Joe Soucheray: Nienstedt’s resignation will be his legacy

MINNESOTA
Pioneer Press

By Joe Soucheray
jsoucheray@pioneerpress.com

A friend of mine who has always been useful to the Catholic Church as a volunteer in his parish told me upon the arrival of John Nienstedt as archbishop that I had best not call him “Arch.”

“Why?”

“He is not the ‘Arch’ type,” I was told.

I had called Nienstedt’s predecessor Harry Flynn “Arch” when I saw him out and about. I think I was being cautioned to understand that Nienstedt was possibly a bit more stern than Flynn, a bit more officious, more formal and standoffish. I do not know that to be the case. I never had the chance to find out, because I never saw Nienstedt out and about. Never. Flynn worked the room, meaning the whole archdiocese, and maybe Nienstedt did, too, but I never saw him, so I never had the chance to hail him as “Arch” and discover the consequences of such informality.
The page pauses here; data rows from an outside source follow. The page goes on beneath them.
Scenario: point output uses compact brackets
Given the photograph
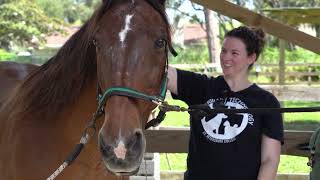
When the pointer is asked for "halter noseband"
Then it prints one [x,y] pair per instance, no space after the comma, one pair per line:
[129,92]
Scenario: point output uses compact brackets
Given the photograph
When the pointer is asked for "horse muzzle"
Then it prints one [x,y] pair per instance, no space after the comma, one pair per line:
[123,157]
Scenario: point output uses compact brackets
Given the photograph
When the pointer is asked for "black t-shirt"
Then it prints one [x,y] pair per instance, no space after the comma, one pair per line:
[226,146]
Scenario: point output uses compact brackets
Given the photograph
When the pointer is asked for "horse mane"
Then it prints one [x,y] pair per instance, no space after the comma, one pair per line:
[59,81]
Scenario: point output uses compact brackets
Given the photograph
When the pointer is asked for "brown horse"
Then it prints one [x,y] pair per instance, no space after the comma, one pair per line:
[124,44]
[11,74]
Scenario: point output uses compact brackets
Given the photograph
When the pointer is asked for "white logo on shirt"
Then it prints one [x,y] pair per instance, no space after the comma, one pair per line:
[219,128]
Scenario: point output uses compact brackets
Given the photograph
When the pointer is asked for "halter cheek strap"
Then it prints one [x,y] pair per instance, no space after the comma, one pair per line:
[128,92]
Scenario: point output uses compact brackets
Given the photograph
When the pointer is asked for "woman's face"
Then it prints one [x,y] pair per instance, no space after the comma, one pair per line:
[234,58]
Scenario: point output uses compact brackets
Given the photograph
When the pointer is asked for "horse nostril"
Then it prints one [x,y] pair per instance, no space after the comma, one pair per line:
[138,135]
[135,140]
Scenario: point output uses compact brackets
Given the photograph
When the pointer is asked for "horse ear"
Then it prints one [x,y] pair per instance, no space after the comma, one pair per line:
[162,2]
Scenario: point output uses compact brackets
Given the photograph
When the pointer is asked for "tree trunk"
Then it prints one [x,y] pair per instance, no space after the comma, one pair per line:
[210,35]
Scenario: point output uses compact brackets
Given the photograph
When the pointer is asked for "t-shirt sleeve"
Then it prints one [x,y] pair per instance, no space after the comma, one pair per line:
[191,87]
[273,122]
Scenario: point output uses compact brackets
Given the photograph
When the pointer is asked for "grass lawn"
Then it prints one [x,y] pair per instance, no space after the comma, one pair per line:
[288,164]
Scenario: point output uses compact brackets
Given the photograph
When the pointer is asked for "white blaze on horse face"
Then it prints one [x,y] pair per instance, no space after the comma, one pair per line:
[120,151]
[124,32]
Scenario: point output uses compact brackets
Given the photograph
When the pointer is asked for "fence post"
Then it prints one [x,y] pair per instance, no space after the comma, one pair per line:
[281,62]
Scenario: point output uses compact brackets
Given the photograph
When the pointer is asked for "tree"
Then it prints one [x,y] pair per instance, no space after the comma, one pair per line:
[175,5]
[22,23]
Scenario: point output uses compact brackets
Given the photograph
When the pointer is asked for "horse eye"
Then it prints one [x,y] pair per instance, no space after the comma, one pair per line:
[160,43]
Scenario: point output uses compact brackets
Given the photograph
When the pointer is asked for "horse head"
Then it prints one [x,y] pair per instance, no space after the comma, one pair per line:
[131,39]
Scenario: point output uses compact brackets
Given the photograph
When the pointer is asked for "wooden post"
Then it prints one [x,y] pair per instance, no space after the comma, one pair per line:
[281,62]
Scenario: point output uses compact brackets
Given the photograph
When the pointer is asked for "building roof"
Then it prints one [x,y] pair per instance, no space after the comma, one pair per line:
[57,39]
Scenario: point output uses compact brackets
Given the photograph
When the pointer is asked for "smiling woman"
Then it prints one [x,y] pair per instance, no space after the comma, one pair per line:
[122,49]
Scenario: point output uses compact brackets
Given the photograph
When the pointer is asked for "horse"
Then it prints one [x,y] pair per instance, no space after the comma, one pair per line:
[12,74]
[121,52]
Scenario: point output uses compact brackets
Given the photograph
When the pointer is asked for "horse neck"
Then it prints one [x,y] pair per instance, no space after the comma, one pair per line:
[74,118]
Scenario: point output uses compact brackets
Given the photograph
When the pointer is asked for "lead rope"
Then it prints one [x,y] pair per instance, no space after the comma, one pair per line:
[78,148]
[84,140]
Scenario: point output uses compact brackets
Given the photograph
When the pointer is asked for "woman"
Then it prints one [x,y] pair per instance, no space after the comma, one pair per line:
[238,146]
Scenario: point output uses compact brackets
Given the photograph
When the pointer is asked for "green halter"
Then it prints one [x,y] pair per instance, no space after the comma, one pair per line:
[128,92]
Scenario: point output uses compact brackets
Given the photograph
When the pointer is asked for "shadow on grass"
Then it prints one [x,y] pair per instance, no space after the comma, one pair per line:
[304,125]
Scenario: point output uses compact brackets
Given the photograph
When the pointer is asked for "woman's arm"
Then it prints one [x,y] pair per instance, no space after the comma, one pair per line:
[172,82]
[270,157]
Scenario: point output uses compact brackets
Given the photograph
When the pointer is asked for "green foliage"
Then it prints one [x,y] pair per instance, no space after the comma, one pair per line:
[24,24]
[197,54]
[270,55]
[4,55]
[68,10]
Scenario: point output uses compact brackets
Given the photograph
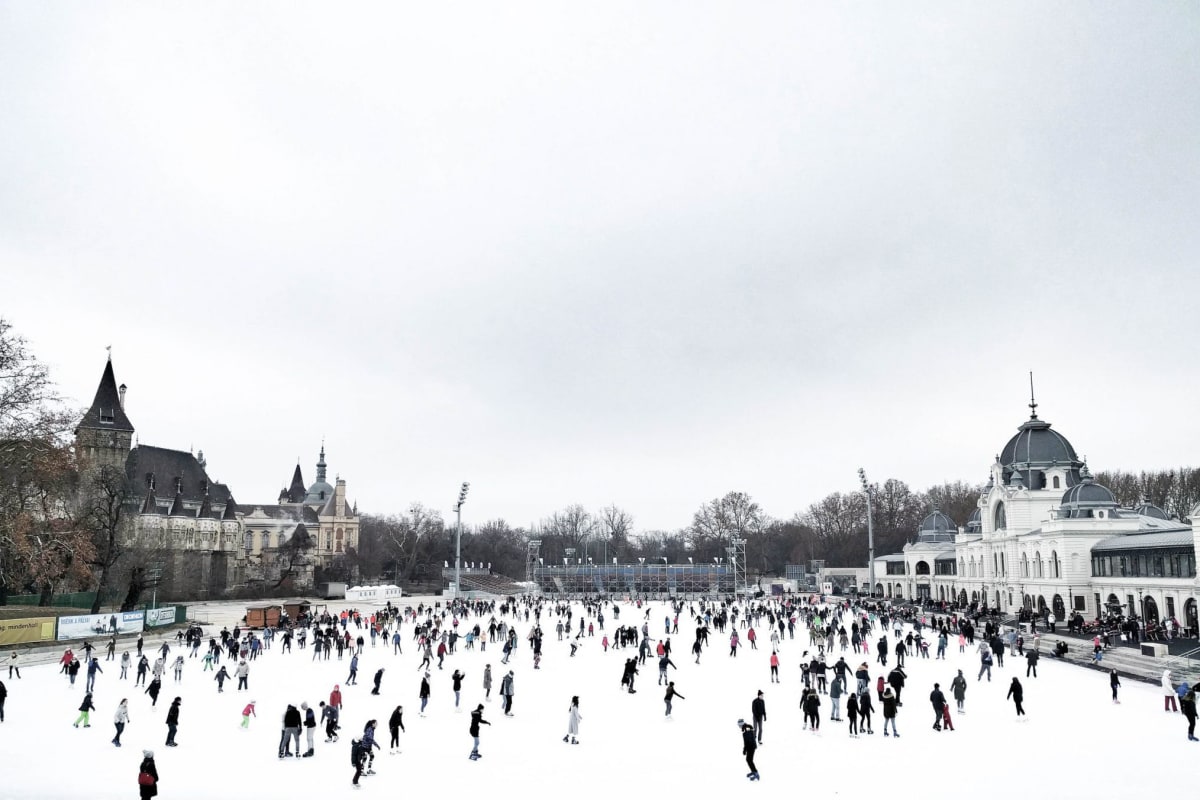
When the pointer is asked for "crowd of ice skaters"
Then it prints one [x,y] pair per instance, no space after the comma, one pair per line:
[437,631]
It was with great sadness that I learned that Flynn developed memory loss when he was grilled about abusive priests. He got so lawyered up that I’m not sure he would have remembered the time of day if he had just glanced at his watch.
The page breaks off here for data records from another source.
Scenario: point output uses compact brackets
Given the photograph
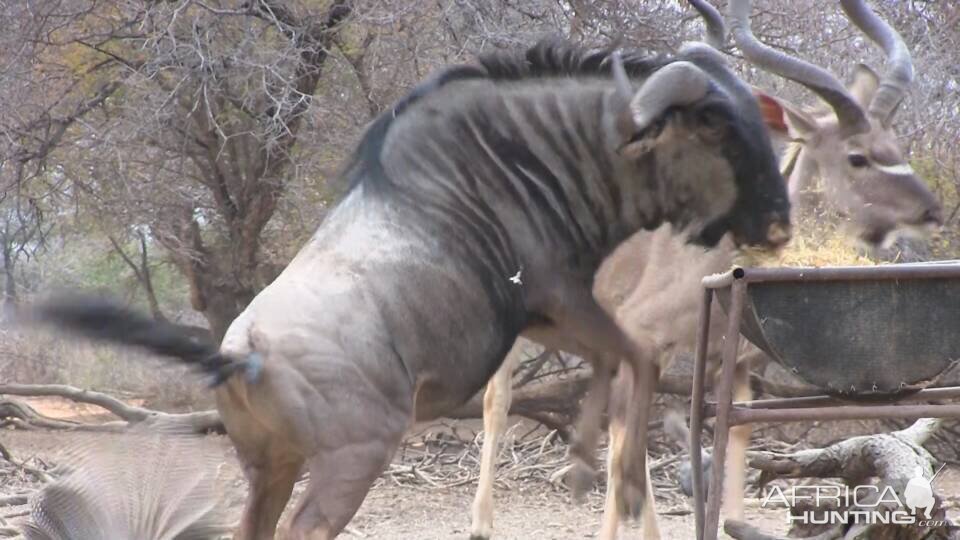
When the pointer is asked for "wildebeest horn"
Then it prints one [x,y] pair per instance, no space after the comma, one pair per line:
[677,84]
[624,90]
[716,30]
[894,83]
[851,116]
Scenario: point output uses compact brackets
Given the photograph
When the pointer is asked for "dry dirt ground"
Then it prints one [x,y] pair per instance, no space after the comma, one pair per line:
[435,504]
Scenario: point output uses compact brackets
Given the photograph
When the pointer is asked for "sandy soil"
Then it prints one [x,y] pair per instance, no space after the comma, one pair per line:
[402,510]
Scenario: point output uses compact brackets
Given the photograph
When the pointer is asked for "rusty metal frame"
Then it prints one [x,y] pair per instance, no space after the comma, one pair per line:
[728,413]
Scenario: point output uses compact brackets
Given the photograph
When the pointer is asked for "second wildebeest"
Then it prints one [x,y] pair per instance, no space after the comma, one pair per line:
[479,208]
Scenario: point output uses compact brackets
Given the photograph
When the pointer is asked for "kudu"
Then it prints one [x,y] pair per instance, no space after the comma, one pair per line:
[652,282]
[479,208]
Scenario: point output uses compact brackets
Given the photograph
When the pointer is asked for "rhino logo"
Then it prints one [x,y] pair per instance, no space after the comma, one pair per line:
[919,494]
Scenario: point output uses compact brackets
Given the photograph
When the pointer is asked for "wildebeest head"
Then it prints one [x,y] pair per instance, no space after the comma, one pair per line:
[701,128]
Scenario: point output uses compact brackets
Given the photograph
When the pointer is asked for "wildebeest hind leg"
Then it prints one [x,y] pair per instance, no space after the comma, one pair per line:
[340,478]
[270,465]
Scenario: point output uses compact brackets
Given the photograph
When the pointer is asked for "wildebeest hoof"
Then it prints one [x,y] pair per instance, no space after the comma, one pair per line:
[580,479]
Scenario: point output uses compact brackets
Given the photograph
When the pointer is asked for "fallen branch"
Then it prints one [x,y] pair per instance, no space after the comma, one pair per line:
[742,531]
[197,422]
[79,395]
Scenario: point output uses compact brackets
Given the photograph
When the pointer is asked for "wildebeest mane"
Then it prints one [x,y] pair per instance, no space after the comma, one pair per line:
[557,57]
[549,58]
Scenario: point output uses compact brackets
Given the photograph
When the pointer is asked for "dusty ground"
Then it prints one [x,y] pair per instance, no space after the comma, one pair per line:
[404,506]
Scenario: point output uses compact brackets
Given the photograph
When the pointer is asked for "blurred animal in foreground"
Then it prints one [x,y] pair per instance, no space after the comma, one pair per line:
[135,486]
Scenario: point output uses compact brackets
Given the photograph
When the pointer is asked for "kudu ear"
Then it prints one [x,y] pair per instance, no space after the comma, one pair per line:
[864,86]
[784,119]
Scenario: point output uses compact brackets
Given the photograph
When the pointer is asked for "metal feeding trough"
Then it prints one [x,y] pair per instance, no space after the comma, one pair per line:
[872,339]
[869,337]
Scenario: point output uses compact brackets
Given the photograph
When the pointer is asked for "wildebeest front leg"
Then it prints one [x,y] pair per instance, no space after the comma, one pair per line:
[577,316]
[496,406]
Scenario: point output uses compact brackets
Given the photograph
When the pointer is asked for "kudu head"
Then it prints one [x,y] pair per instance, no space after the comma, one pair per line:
[851,147]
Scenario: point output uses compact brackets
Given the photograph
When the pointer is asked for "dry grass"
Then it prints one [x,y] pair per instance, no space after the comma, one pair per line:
[816,245]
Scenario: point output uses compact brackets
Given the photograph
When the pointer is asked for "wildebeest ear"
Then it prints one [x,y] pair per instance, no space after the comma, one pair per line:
[784,118]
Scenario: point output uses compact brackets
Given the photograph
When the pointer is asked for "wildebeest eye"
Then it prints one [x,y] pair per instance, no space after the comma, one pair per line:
[858,160]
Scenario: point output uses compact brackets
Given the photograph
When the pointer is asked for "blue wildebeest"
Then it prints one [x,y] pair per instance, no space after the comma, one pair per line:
[652,282]
[480,208]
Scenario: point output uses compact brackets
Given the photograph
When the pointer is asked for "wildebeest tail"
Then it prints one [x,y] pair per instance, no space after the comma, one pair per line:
[103,320]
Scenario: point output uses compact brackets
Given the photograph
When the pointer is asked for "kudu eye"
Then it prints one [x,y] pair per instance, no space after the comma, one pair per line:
[858,161]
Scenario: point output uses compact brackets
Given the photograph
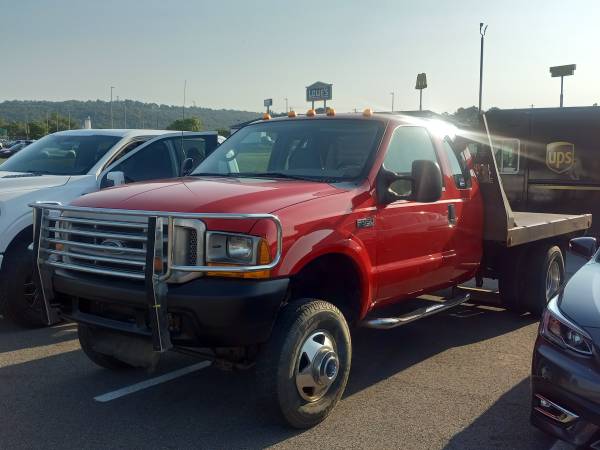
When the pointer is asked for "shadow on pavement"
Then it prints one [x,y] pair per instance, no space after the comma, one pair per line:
[207,409]
[13,337]
[379,354]
[501,426]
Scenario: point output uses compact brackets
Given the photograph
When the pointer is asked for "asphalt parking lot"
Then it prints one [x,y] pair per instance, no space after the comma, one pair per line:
[459,380]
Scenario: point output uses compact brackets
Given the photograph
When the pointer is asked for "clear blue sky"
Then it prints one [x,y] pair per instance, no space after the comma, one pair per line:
[236,53]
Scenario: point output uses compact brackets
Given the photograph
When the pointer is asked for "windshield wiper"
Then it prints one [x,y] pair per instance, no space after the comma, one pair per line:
[283,175]
[288,176]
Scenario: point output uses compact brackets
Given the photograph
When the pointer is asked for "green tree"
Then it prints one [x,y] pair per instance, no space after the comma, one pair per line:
[189,124]
[37,130]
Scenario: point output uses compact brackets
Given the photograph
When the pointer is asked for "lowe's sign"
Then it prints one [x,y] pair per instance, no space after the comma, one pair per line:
[319,91]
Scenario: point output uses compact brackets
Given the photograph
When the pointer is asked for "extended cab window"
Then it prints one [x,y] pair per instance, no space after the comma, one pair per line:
[408,144]
[315,149]
[460,173]
[61,154]
[155,161]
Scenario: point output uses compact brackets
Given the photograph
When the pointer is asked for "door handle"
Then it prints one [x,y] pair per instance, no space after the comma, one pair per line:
[452,214]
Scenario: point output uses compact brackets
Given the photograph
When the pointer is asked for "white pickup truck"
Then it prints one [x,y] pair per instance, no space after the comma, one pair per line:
[65,165]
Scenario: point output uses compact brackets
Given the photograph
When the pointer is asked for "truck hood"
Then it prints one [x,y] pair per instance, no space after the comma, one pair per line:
[17,181]
[209,195]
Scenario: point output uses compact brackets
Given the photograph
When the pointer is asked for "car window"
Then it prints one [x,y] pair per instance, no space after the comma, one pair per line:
[460,173]
[155,161]
[311,149]
[408,144]
[194,147]
[61,154]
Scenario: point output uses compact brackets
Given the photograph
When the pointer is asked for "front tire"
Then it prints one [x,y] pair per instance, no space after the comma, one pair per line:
[303,369]
[21,300]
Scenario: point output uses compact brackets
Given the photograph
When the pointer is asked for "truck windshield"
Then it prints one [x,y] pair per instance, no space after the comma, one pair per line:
[319,149]
[60,155]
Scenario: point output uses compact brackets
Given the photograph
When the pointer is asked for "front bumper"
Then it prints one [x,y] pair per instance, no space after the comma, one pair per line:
[572,382]
[206,312]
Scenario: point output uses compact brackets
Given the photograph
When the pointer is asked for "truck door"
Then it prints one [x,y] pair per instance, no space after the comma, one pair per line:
[466,213]
[414,245]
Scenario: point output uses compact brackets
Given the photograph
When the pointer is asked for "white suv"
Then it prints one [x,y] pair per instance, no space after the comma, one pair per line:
[66,165]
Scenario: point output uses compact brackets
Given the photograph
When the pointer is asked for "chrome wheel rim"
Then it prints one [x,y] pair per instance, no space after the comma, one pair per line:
[317,366]
[553,279]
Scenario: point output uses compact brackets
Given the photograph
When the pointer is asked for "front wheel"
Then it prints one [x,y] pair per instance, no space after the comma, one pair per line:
[20,298]
[304,368]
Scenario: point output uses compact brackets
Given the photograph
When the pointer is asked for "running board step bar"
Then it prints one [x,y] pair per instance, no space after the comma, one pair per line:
[384,323]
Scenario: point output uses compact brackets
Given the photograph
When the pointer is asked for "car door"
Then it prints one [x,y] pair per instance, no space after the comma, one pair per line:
[414,252]
[466,207]
[158,158]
Nienstedt got lawyered up, too. For the past couple of years, it felt like the archdiocese was run by the lawyers and that there was no room for these guys to practice what they were supposed to preach. The allegations of a cover-up struck to the very core of cowardice. Every day — OK, not every day, but maybe every time you went to Mass — you kept waiting for the dam to break and for some leader, most principally the archbishop, to grab this horrid mess by the scruff of the neck and throw it out into the open, into clear air and sunlight. That didn’t happen.

Well, it has been thrown out into the open. John Choi, not the church officials, patiently saw to that. Through the bankruptcy proceeding, the victims will get compensated, which might be small consolation. The church will sell off properties and will have to humble itself financially just to pay the bills for years of cover-ups.